Running a parallel program on a distributed computing system involves multiple complex system-level issues, such as communication, coordination, resource management, and task allocation. These issues are explained below:
1. Partitioning
This refers to dividing a program or its data for execution on multiple nodes.
- Computation Partitioning:
The program is split into smaller tasks that can run concurrently on different machines.
➤ Example: Each task processes a different part of the overall problem. - Data Partitioning:
The data set is divided into chunks, and each chunk is processed independently.
➤ Example: A large dataset is split into smaller pieces for different nodes to process in parallel.
2. Mapping
Assigns the divided tasks or data pieces to appropriate computing nodes (workers).

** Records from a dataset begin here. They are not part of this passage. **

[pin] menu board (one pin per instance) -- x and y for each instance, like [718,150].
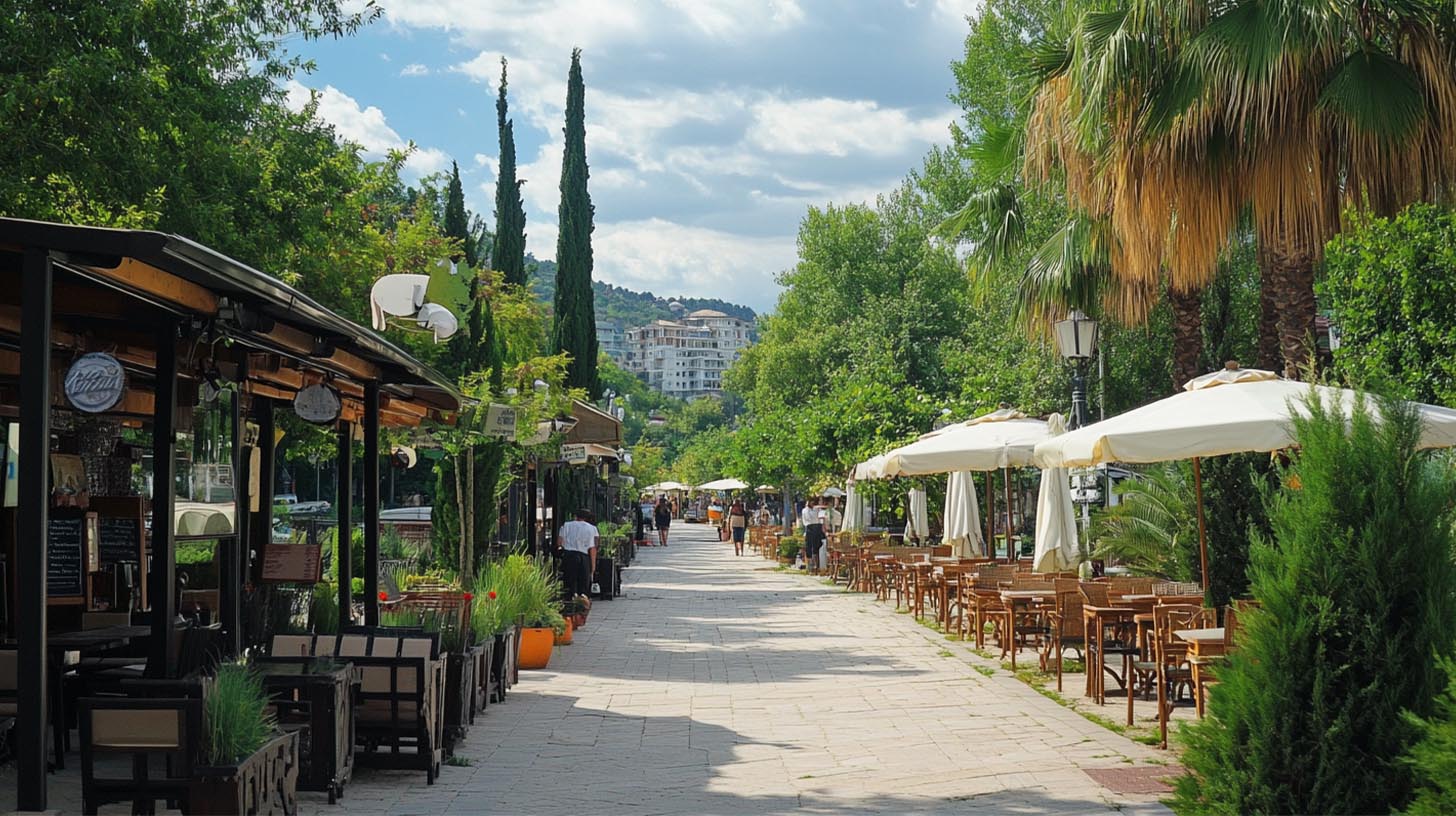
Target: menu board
[64,557]
[293,563]
[120,539]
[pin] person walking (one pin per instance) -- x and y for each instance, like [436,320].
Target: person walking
[578,552]
[738,525]
[661,518]
[813,523]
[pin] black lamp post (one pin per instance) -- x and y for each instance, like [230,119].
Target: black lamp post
[1076,340]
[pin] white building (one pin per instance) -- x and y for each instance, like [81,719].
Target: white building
[687,357]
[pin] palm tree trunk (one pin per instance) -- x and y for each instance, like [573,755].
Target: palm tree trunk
[1292,284]
[1268,354]
[1187,306]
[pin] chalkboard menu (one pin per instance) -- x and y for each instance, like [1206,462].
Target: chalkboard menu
[120,539]
[66,557]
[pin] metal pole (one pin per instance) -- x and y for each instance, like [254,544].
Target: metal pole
[32,523]
[163,488]
[344,531]
[372,503]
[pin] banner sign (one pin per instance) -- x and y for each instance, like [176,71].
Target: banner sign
[500,420]
[95,383]
[318,404]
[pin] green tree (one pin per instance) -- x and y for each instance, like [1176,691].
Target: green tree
[508,251]
[1389,286]
[574,330]
[1356,589]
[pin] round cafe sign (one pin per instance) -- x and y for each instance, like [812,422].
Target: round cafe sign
[318,404]
[95,382]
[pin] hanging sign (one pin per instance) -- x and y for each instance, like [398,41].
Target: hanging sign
[95,382]
[318,404]
[500,420]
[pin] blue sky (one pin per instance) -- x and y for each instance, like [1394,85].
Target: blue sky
[711,124]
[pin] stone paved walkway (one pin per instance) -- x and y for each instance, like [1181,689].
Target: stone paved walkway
[717,685]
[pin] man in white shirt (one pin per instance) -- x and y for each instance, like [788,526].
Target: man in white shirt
[578,552]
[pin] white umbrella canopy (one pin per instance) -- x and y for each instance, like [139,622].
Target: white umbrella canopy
[724,484]
[1056,520]
[1002,439]
[856,518]
[1231,411]
[919,522]
[963,515]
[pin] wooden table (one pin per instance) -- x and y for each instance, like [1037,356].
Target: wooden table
[1025,598]
[57,644]
[322,688]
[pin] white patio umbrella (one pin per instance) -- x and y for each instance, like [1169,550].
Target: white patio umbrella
[1229,411]
[963,515]
[855,516]
[919,520]
[1056,520]
[724,484]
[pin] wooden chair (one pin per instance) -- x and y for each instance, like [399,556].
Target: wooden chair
[143,729]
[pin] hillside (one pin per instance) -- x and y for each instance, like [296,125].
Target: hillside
[626,306]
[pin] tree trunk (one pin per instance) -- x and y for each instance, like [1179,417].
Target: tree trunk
[1187,306]
[1292,280]
[1268,354]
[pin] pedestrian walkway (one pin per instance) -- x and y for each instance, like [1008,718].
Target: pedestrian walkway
[719,685]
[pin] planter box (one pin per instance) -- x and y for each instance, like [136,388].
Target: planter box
[459,695]
[262,784]
[484,654]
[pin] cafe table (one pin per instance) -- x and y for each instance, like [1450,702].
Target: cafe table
[1022,598]
[321,692]
[83,641]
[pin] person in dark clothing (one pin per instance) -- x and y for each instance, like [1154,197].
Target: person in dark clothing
[663,516]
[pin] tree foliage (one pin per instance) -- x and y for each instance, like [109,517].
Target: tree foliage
[1356,606]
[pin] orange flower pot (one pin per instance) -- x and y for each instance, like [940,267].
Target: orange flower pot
[535,647]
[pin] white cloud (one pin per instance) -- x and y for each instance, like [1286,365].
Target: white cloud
[667,257]
[364,127]
[839,127]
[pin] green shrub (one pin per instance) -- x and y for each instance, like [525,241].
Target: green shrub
[1433,758]
[1356,589]
[236,716]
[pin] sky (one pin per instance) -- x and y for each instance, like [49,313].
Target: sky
[711,124]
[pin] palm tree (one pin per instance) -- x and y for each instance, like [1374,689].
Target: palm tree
[1172,117]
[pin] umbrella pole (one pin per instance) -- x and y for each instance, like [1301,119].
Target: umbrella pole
[1011,552]
[1203,535]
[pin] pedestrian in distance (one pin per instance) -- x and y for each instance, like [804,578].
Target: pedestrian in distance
[661,518]
[738,523]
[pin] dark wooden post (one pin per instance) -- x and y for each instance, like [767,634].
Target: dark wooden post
[163,515]
[372,503]
[34,519]
[345,529]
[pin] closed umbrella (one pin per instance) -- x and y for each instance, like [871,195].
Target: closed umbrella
[1056,522]
[855,515]
[963,515]
[919,522]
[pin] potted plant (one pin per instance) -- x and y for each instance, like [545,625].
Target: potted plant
[249,767]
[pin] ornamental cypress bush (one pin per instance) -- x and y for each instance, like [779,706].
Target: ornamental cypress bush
[1356,586]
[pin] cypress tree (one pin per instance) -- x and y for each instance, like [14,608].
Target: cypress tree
[508,251]
[575,325]
[1354,585]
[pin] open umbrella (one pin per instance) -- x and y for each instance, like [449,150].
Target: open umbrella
[963,516]
[1229,411]
[1056,522]
[919,522]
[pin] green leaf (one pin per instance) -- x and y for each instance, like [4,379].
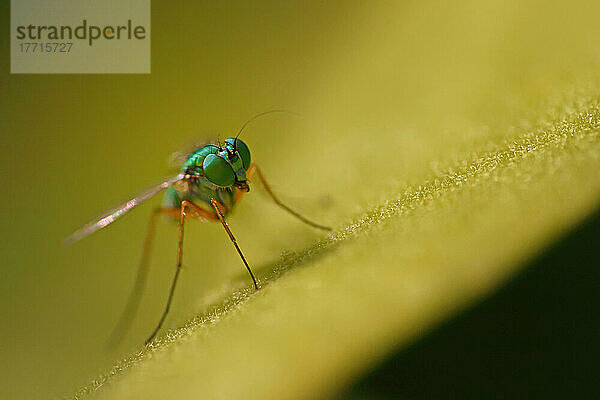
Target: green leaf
[327,313]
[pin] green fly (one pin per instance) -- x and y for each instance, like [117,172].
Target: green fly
[212,180]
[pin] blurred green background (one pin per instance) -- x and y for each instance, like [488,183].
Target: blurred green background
[390,92]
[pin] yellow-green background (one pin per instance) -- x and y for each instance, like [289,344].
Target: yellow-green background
[390,94]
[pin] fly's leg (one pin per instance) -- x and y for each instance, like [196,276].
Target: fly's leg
[182,211]
[254,168]
[219,214]
[133,302]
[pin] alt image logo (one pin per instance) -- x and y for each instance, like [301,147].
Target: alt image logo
[111,36]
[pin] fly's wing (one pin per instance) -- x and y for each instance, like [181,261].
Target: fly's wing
[110,216]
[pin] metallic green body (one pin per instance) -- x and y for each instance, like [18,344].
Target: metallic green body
[200,190]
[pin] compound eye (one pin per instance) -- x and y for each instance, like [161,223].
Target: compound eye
[218,171]
[242,150]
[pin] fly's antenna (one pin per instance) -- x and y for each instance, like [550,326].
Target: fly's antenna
[255,117]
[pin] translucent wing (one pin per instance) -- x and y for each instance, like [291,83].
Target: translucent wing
[117,212]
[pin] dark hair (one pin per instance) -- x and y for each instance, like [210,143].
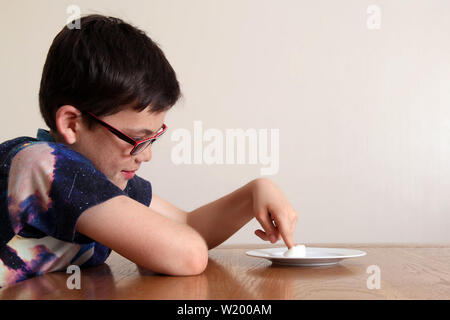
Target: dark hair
[104,67]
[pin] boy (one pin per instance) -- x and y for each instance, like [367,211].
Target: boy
[71,195]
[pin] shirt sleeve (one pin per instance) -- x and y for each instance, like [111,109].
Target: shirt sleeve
[50,186]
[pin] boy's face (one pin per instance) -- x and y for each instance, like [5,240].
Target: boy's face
[110,154]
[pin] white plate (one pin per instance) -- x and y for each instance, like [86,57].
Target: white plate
[314,256]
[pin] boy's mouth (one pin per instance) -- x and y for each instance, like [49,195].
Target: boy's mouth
[128,174]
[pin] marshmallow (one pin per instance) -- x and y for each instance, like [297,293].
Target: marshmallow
[297,251]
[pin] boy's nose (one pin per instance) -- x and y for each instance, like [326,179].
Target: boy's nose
[145,155]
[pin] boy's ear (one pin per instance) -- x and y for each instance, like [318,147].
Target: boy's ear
[68,123]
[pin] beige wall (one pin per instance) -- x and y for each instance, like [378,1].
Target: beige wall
[363,114]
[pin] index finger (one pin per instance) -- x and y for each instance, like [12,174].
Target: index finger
[286,232]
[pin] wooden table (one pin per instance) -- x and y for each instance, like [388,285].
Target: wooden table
[407,272]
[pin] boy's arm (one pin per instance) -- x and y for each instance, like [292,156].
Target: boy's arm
[145,237]
[220,219]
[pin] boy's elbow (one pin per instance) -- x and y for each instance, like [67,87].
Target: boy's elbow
[197,259]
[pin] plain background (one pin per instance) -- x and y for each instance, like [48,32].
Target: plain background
[363,114]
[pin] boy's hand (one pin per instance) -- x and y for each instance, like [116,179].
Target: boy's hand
[274,212]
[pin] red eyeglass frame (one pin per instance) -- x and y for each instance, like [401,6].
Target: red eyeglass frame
[126,137]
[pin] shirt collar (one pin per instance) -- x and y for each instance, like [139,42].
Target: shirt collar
[44,135]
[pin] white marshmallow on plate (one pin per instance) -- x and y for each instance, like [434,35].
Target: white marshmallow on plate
[297,251]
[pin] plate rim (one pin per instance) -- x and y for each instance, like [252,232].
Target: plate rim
[361,253]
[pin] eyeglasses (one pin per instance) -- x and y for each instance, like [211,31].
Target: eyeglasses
[138,146]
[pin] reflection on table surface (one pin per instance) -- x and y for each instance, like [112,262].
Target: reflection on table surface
[406,272]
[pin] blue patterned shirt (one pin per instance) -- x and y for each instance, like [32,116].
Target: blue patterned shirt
[44,188]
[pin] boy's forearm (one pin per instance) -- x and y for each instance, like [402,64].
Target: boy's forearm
[220,219]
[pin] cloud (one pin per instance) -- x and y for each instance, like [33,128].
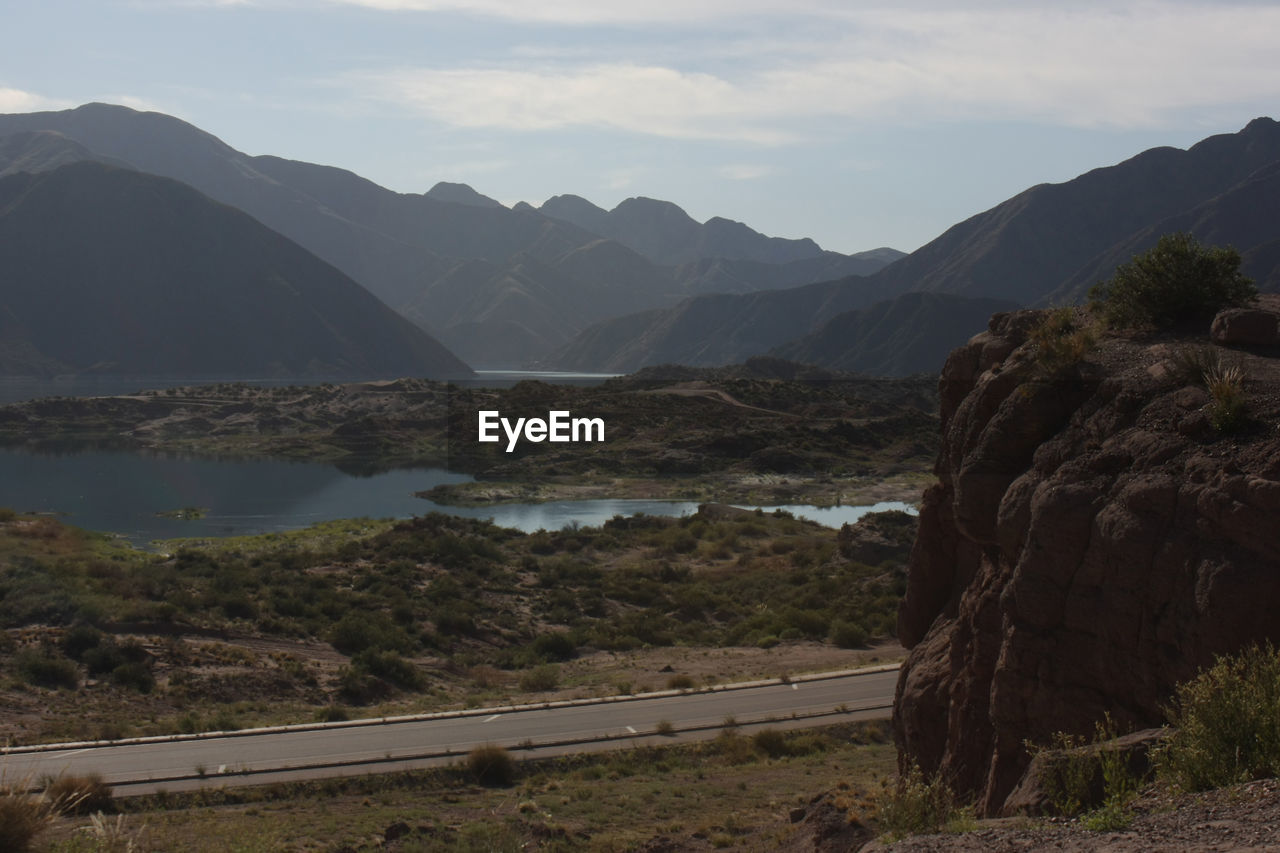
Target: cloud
[640,99]
[745,170]
[597,12]
[1138,65]
[16,100]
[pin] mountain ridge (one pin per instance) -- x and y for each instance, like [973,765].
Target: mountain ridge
[117,270]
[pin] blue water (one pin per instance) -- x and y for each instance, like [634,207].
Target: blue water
[123,491]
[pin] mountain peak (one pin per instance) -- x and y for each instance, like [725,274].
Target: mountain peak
[461,194]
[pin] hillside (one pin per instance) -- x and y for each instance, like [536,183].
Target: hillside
[1045,245]
[912,333]
[114,270]
[667,235]
[405,247]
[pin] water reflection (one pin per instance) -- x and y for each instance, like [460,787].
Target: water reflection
[122,492]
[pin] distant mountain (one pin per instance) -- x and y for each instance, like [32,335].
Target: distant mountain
[666,235]
[709,331]
[403,246]
[726,276]
[113,270]
[461,194]
[1246,217]
[42,151]
[497,314]
[1045,245]
[908,334]
[1031,245]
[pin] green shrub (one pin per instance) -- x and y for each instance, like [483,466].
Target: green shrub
[845,634]
[540,678]
[492,766]
[80,639]
[1178,281]
[357,632]
[1226,723]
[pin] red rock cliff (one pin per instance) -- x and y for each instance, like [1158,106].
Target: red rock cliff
[1092,541]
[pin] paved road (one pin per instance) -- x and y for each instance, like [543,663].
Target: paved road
[252,758]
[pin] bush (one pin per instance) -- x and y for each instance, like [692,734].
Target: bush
[23,816]
[492,766]
[391,667]
[357,632]
[540,678]
[1061,341]
[80,794]
[1226,723]
[556,646]
[917,804]
[848,634]
[1228,410]
[1178,281]
[136,676]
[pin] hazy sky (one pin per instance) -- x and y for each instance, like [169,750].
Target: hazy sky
[859,124]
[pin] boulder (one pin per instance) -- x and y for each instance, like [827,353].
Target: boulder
[1091,542]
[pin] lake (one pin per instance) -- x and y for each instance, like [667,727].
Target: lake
[21,388]
[123,491]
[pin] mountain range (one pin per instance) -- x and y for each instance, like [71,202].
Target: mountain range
[572,286]
[113,270]
[1046,245]
[499,286]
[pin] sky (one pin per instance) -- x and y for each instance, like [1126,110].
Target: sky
[859,124]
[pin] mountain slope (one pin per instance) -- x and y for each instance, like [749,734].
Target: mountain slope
[666,235]
[402,246]
[42,151]
[1244,217]
[709,331]
[899,337]
[114,270]
[1024,250]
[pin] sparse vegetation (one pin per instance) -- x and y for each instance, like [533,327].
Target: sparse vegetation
[914,803]
[1178,281]
[1228,406]
[1226,723]
[23,815]
[1063,340]
[492,766]
[419,607]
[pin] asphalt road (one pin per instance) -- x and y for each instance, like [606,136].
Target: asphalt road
[188,762]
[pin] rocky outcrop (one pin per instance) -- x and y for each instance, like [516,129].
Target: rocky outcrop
[1091,542]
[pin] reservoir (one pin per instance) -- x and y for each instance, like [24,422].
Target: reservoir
[123,492]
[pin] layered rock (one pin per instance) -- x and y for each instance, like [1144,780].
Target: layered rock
[1091,542]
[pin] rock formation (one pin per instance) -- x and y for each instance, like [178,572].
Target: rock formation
[1092,541]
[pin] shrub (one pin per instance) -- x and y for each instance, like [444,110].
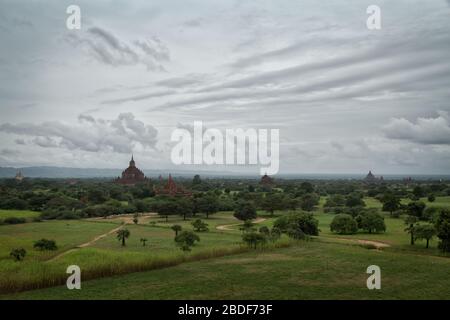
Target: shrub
[18,254]
[253,239]
[186,239]
[45,244]
[344,224]
[200,226]
[14,220]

➤ This ensures optimal use of resources and parallel execution.
3. Synchronization
Ensures that tasks coordinate properly during execution.
- Avoids race conditions when multiple nodes try to access the same data.
- Manages data dependencies where one task needs results from another.
4. Communication
Data exchange between nodes becomes necessary due to data dependencies.
➤ This could involve transferring intermediate results between tasks on different machines.
5. Scheduling
If there are more tasks than resources, a scheduler is required to:
- Decide which task runs when and on which node.
- Follow a scheduling policy to balance load and reduce execution time.
There are two types of scheduling:
- Task-level scheduling (for a single program).
- Job-level scheduling (for multiple programs/jobs in the system).
6. Motivation for Programming Paradigms
Because managing all of the above manually is complex and time-consuming, programming paradigms like MapReduce, Hadoop, and Dryad are used. They:
- Abstract low-level system management.
- Increase developer productivity.
- Reduce time-to-market.
- Improve scalability and fault tolerance.